Running the matcher in the browser means no participant data ever leaves the researcher's machine — another deliberate piece of the privacy posture. The frontend and CLI share the same Python module (web_api mirrors the file- based coordinator), so any signal works identically in both entry points.
Explanatory PDFs
A separate LaTeX pipeline (version-3/explanatory/) generates one PDF per characteristic match scenario — exact match, rounding discrepancy, scale mismatch, ambiguous match, and MNN not confirmed. Each PDF walks a non- technical reader through the target row, all 20 candidates, a worked distance calculation, a histogram of all candidate distances, and the value each signal takes for that scenario with a plain-English explanation.
These are surfaced from the webapp's "How it works" page so a researcher can see what each flag actually corresponds to in real data.
Runtimes
(Current, on a single laptop core, with the full signals pipeline.)
| Workload | Time |
|---|---|
acs-test (~350 tracts × ~350 tracts) | sub-second |
| Realistic ABCD-scale workload (~70k × 70k target) | does not yet meet the under-2-minute target |
The signals layer added meaningful overhead. Vectorising the distance matrix and the per-row signal loop is the natural next pass and is queued as a high-priority next step (see below). Optimisation has to stay within the brute-force constraint set by the privacy posture.
Strengths and Weaknesses
Strengths
- General-purpose matching: works on any pair of CSVs sharing at least one column. Same code serves both our in-house PEI ↔ ABCD merge and a public release.

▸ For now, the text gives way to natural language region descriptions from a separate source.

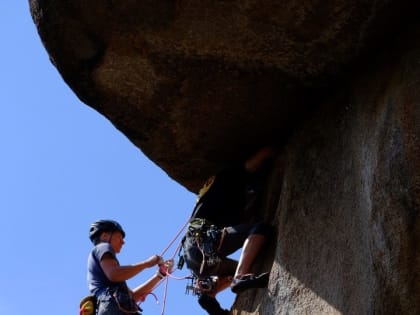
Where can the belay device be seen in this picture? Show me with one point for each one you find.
(205, 237)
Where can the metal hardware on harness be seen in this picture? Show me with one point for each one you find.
(198, 286)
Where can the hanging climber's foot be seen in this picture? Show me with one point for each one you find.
(249, 281)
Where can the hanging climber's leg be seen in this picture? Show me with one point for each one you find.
(250, 250)
(243, 279)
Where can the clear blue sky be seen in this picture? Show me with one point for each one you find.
(62, 166)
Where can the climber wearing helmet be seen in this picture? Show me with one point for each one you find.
(219, 226)
(107, 278)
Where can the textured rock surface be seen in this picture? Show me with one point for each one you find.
(348, 209)
(195, 84)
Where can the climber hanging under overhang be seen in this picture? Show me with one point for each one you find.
(222, 223)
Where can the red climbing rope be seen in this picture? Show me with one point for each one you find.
(168, 273)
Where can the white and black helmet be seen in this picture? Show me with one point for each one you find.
(96, 228)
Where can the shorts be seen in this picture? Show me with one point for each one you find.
(232, 239)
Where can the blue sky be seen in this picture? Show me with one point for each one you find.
(62, 166)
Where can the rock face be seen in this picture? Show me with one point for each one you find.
(197, 84)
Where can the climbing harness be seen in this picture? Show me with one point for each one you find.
(208, 239)
(198, 286)
(88, 305)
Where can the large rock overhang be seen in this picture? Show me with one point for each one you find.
(196, 84)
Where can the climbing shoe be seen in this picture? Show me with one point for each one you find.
(251, 281)
(211, 305)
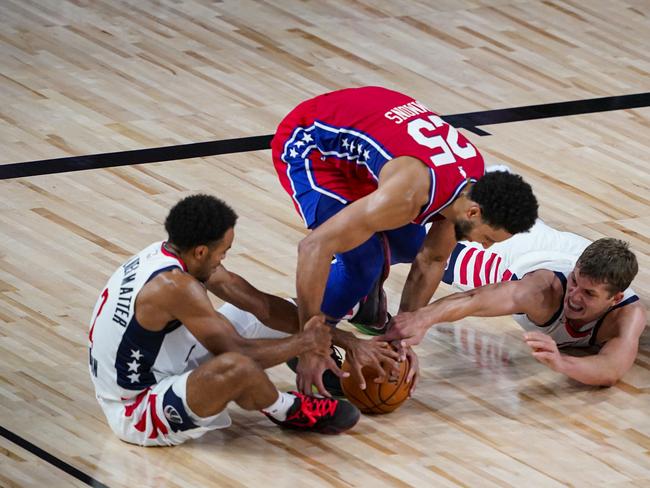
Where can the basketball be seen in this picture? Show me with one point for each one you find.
(377, 398)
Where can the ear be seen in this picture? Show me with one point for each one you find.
(473, 211)
(618, 297)
(200, 251)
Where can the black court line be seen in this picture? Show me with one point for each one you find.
(469, 121)
(53, 460)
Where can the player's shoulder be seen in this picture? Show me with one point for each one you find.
(171, 281)
(541, 277)
(627, 320)
(541, 284)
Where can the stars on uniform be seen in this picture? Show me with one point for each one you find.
(134, 365)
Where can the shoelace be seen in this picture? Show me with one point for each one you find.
(337, 355)
(315, 408)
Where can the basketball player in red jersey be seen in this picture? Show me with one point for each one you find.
(366, 169)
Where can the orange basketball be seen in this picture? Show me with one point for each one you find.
(377, 398)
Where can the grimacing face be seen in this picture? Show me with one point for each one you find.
(585, 299)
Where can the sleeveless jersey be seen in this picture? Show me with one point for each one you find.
(542, 247)
(124, 357)
(562, 331)
(337, 143)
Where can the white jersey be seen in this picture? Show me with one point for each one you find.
(125, 358)
(543, 247)
(563, 332)
(140, 376)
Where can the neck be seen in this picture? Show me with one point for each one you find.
(453, 211)
(172, 248)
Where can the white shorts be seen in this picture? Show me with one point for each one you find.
(159, 415)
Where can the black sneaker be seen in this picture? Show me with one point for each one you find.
(322, 415)
(331, 382)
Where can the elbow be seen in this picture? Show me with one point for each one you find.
(605, 381)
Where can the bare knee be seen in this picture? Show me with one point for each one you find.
(225, 378)
(236, 367)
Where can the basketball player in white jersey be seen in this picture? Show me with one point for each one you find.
(165, 364)
(586, 304)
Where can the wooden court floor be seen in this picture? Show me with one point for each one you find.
(81, 77)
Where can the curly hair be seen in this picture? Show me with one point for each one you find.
(609, 261)
(506, 201)
(198, 220)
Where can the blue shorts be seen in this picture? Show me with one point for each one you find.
(353, 273)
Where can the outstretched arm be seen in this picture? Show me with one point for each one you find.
(621, 328)
(534, 295)
(176, 295)
(273, 311)
(428, 266)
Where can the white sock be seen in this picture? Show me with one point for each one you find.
(279, 409)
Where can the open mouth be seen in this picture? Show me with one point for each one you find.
(573, 307)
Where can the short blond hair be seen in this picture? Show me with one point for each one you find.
(609, 261)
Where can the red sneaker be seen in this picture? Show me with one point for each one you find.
(323, 415)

- Honest quality reporting: every row carries a plain-English flag string instead of a single composite "match score." Researchers can trace exactly why a row was flagged.
- Browser-based, no data egress: Pyodide runs the matcher locally; participant data never leaves the user's machine.
- Privacy posture is explicit and load-bearing: brute force is deliberate, documented, and tested.
Weaknesses
- The signals are theoretically motivated but not empirically validated against human-labelled match quality.
- The default NNDR threshold (0.8) is borrowed from computer vision (Lowe 2004) and has not been calibrated on tabular census-tract data.
- Performance does not yet hit the realistic ABCD workload target.
- Missing values are silently coerced to zero rather than imputed or flagged.
- The PII safeguard is currently a soft warning and is bypassable.
Next steps
Top priorities (full list in the repo's HANDOFF.md):
- External HIPAA / ethics audit of the matching methodology.
- Harden the PII safeguard beyond a soft warning.
- Performance pass — target ~70k × 70k under 2 minutes, staying brute-force.
- Empirically validate the signals against human-labelled match quality on a sample.
- Source real-population calibration data (target dataset measured independently of the supplemental ACS pool) and rebuild the NNDR calibration script.
- UX overhaul of the webapp's "How it works" page — more visual explainers, full PDFs and detailed glossary moved to a links list.